[Zope] Zope Eating Memory for Breakfast
Bill Anderson
bill@libc.org
Thu, 13 Apr 2000 17:23:25 -0600
Monty Taylor wrote:
> Zope version: Zope 2.1.4 (source release, python 1.5.2, linux2)
> Python version: 1.5.2 (#1, Feb 14 2000, 18:27:27) [GCC 2.95.1
> 19990816 (release)]
> System Platform: sunos5
> Process ID: 2977 (5)
> Running for: 7 hours 26 min 7 sec
What about for your test server?
What are the loads/restart frequency of the test server?
>
> > (7) Memory growth pattern: my Zope starts out with 7 MB in each
> > of the 4 threads.

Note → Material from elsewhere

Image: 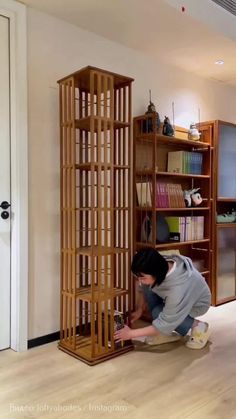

It starts to climb up slowly, by the end of
> > the day it reaches 18 MB per thread. After 3 days it climbs up
> > to 38 MB. That's about 160 MB total. (No, I don't think the
> > threads are sharing memory, because the Linux "top" command
> > also tells me the percentage of memory usage.)
>
> When I restart it, it starts out at about 18Meg. Then it gradually
> grows, and I eventually notice that it's at 258M. I'll keep a better eye
> on that.
So I make sure I understand:
o Your Data.fs is ~525MB
o Zope's memory usage starts at 1t ~18MB
o Zope's memory usage grows for there
o Uptime: Zope is restarted (or is the machine restarted?) a few times a
week
Right?
> Total number of objects in the database 11057
> Total number of objects in all of the caches combined 1502
> Target size 400
> Target maximum time between accesses 20
>
> I also have Zope on another Solaris Box (which is considerably smaller)
What os is it running?
> and on a Linux machine. Neither present this problem. The other Solaris
> box is our test machine, and no code goes on the Production Box that
> hasn't gone on the test machine, so I'm even more confused. One of our
> first thoughts concerned the compiler on the big boy, as it was put
> there before we got here (old admins) but the same one would go on the
> test as the
> prod.
>
> Anyone else?
Just trying to narrow by process of elimination....
When you put Zope on the big boy, was it a clean install, or was it
copied over from the test machine? If the latter, I am presuming it was
rebuilt, correct? What about options to the compiler (if any), such as
optimizations, architecture-dependent flags, etc.?
--
In flying I have learned that carelessness and overconfidence are
usually far more dangerous than deliberately accepted risks.